En esos días me propuse tratar de enmendar mi barraganería, mi ordinariez y le solicité a la maestra Blanca Ponce bucear en mi correspondencia e imprimir los mensajes que no hubiera contestado en su debido tiempo. Poco a poco, a partir de hoy, procuraré resarcir mi falta o me convertiré en un mogrollo saltillense, lo cual sería una pena tanto para mis abuelas como para las monjitas del Colegio Antonio Plancarte.

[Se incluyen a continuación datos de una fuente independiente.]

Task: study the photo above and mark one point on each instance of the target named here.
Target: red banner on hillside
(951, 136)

Pues voy a empezar mi rosario de disculpas con un tema en el que coincidieron tres personas de toda mi consideración. Se trata de un gaffe imperdonable porque no fue por ignorancia sino por descuido: escribí el nombre de Efraín González Morfín en el lugar que correspondía a su padre: Efraín González Luna. No tengo excusa más allá del desgaire ya confesado en que incurrí. No conocí en persona a don Efraín padre, pero recuerdo sus fotografías y sigo convencido de que mi opinión de entonces era acertada: Su efigie era tan severa, que nadie se lo imaginaba sonriendo ni aunque hubiera ganado la elección. A cambio de todo esto, no hubo nadie que se atreviera a poner en duda su honorabilidad, decencia y fidelidad a las convicciones que marcaron siempre su vida personal y pública. Lástima que su partido ya no exista y, quienes detentan su franquicia, ni siquiera conozcan su estirpe. La próxima semana me referiré al otro Efraín González, hijo de quien hoy hemos hablado y único panista por el que, en mi vida, hubiera sufragado, de no haberse atravesado –salvadoramente– la candidatura de uno de los jóvenes que conquistaron la autonomía universitaria. Junto a Alejandro Gómez Arias, Mauricio Magdaleno, Salvador Azuela, Andrés Henestrosa, estaba un joven brioso, aventado y muy eficaz orador: Adolfo López Mateos, quien ganó de calle esa elección y de quien platicaremos sabrosas anécdotas más adelante. Por hoy sólo resta decir que quienes me hicieron entrar en razón sobre mis crasos errores fueron, en plena madrugada del lunes, Humberto –diccionarios– Musacchio, quien me increpó: “si no lees mi obra, seguirás cometiendo yerros”. El maestro, de todo mi aprecio y reconocimiento, Bernardo Bátiz, con la sobriedad que le es propia, se concretó a mostrarme mi equívoco y don Óscar González (Luna) Gari, tuvo la amabilidad de remitirme una síntesis genealógica de la familia González Luna, que no deja duda de mi confusión.